Open Access

Calibration of PET/CT scanners for multicenter studies on differentiated thyroid cancer with 124I

  • Jakob W. Kist1,
  • Manfred van der Vlies2,
  • Otto S. Hoekstra3,
  • Henri N. J. M. Greuter3,
  • Bart de Keizer4,
  • Marcel P. M. Stokkel1,
  • Wouter V. Vogel1,
  • Marc C. Huisman3 and
  • Arthur van Lingen3Email author
Contributed equally
EJNMMI Research20166:39

https://doi.org/10.1186/s13550-016-0191-x

Received: 26 February 2016

Accepted: 15 April 2016

Published: 27 April 2016

Abstract

Background

Studies on imaging of differentiated thyroid cancer (DTC) using 124I often require a multicenter approach, as the prevalence of DTC is low. Calibration of participating scanners is required to obtain comparable quantification. As determination of a well-defined range of recovery coefficients is complicated for various reasons, a simpler approach based on the assumption that the iodine uptake is highly focal with a background that significantly lacks radioactivity might be more efficient. For each scanner, a linear conversion between known and observed activity can be derived, allowing quantification that can be traced to a common source for all scanners within one study-protocol. The aim of this paper is to outline a procedure using this approach in order to set up a multicenter calibration of PET/CT scanners for 124I.

Methods

A cylindrical polyethylene phantom contained six 2-ml vials with reference activities of ~2, 10, 20, 100, 400, and 2000 kBq, produced by dilution from a known activity. The phantom was scanned twice on PET/CT scanners of participating centers within 1 week. For each scanner, the best proportional and linear fit between measured and known activities were derived and based on statistical analyses of the results of all scanners; it was determined which fit should be applied. In addition, a Bland-Altman analysis was done on calibrated activities with respect to reference activities to asses the relative precision of the scanners.

Results

Nine Philips (vendor A) and nine Siemens (vendor B) PET/CT scanners were calibrated in a time period of 3 days before and after the reference time. No significant differences were detected between the two subsequent scans on any scanner. Six fitted intercepts of vendor A were significantly different from zero, so the linear model was used. Intercepts ranged from −8 to 26 kBq and slopes ranged from 0.80 to 0.98. Bland-Altman analysis of calibrated and reference activities showed that the relative error of calibrated activities was smaller than that of uncalibrated activities.

Conclusions

A simplified multicenter calibration procedure for PET/CT scans that show highly focal uptake and negligible background is feasible and results in more precise quantification.

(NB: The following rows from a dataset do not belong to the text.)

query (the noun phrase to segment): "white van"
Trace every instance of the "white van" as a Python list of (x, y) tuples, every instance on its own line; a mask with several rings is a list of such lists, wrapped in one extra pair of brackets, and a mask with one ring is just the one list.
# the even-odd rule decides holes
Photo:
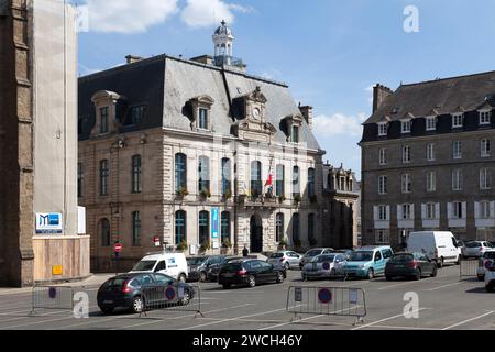
[(187, 261), (184, 253), (158, 253), (143, 257), (131, 273), (162, 273), (179, 279), (187, 280)]
[(411, 232), (407, 241), (407, 251), (427, 254), (437, 262), (438, 267), (448, 263), (459, 264), (461, 258), (458, 240), (449, 231)]

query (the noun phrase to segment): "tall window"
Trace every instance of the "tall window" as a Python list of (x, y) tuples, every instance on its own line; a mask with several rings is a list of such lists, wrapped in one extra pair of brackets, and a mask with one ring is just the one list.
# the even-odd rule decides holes
[(483, 139), (483, 140), (481, 140), (480, 143), (481, 143), (481, 156), (482, 157), (490, 156), (490, 150), (491, 150), (490, 140)]
[(187, 231), (187, 213), (184, 210), (178, 210), (175, 212), (175, 244), (180, 244), (183, 241), (186, 242)]
[(141, 246), (141, 212), (132, 212), (132, 246)]
[(295, 213), (293, 216), (293, 243), (300, 242), (300, 216)]
[(108, 219), (101, 219), (100, 220), (100, 239), (101, 239), (101, 246), (110, 246), (111, 237), (110, 237), (110, 221)]
[(276, 241), (280, 242), (284, 240), (284, 215), (278, 212), (276, 216)]
[(198, 128), (201, 130), (208, 130), (208, 110), (199, 109)]
[(107, 133), (109, 131), (108, 122), (108, 107), (105, 107), (100, 109), (100, 133)]
[(452, 143), (452, 157), (453, 158), (462, 158), (462, 142), (454, 141)]
[(82, 163), (77, 164), (77, 197), (82, 197), (82, 183), (85, 179), (85, 170)]
[(187, 156), (175, 154), (175, 190), (187, 190)]
[(410, 146), (409, 145), (403, 146), (403, 163), (405, 163), (405, 164), (410, 163)]
[(452, 190), (462, 190), (462, 170), (454, 169), (452, 172)]
[(262, 165), (261, 162), (251, 163), (251, 195), (254, 197), (263, 194)]
[(199, 212), (199, 243), (210, 241), (210, 213), (206, 210)]
[(200, 156), (198, 162), (198, 190), (210, 191), (210, 160)]
[(108, 177), (109, 177), (108, 160), (102, 160), (100, 162), (100, 196), (108, 196)]
[(275, 188), (277, 196), (285, 195), (285, 166), (282, 164), (277, 165), (277, 179)]
[(309, 243), (315, 243), (315, 215), (310, 213), (308, 215), (308, 240)]
[(316, 196), (316, 180), (315, 180), (315, 168), (308, 169), (308, 196), (315, 197)]
[(221, 176), (222, 176), (222, 195), (232, 194), (232, 176), (231, 176), (231, 162), (230, 158), (222, 158), (222, 169), (221, 169)]
[(221, 237), (222, 237), (222, 243), (226, 243), (226, 241), (230, 242), (230, 212), (229, 211), (222, 212), (220, 232), (221, 232)]
[(141, 155), (132, 157), (132, 193), (141, 193)]
[(299, 166), (293, 168), (293, 197), (300, 196), (300, 173)]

Our procedure can be used in multicenter 124I PET scans focusing on (recurrent) DTC.

Keywords

Calibration Multicenter Quantification PET/CT Iodine-124 Differentiated thyroid cancer

Background

Iodine-124 (124I) is currently of great interest as a PET/CT tracer in patients with (metastasized) differentiated thyroid cancer (DTC) for pre-therapeutic assessment of iodine avidity of lesions and for dosimetric purposes [14]. Dosimetry requires reliable quantification, and as gathering strong clinical evidence in this relatively rare disease requires multicenter studies to ensure sufficient patient enrollment, calibration of scanners is required [5]. The concurrent emergence of the European Association of Nuclear Medicine (EANM) Research Ltd (EARL) accreditation procedure for 2-[18F]fluoro-2-deoxy-d-glucose (18F-FDG) imaging aims to achieve comparable scanner performances across multiple sites through harmonization of the acquisition of PET/CT scans [6]. However, in the case of 124I used in DTC patients, a standardization strategy as used for 18F-FDG is not adequate because recovery of the partial volume effect is difficult to determine [7]. Due to the combination of the low positron abundance (around 25 %) and the presence of 602-keV non-annihilation photons, image-derived activity concentrations are inaccurate [7, 8]. Documented recovery coefficients depend on object volume and shape, background activity, voxel size, and number of effective iterations [7]. Due to the high specificity of iodine for thyroid tissue, the uptake in the background is negligible. This allows to determine the total activity within the lesions by drawing an oversized volume of interest (VOI) around the imaged target, avoiding the unknown influence of the partial volume effect. The lesion uptake in units of activity concentration or standardized uptake value (SUV, %) can be calculated from the total activity and the lesion volume, determined from anatomical imaging, e.g., a CT scan.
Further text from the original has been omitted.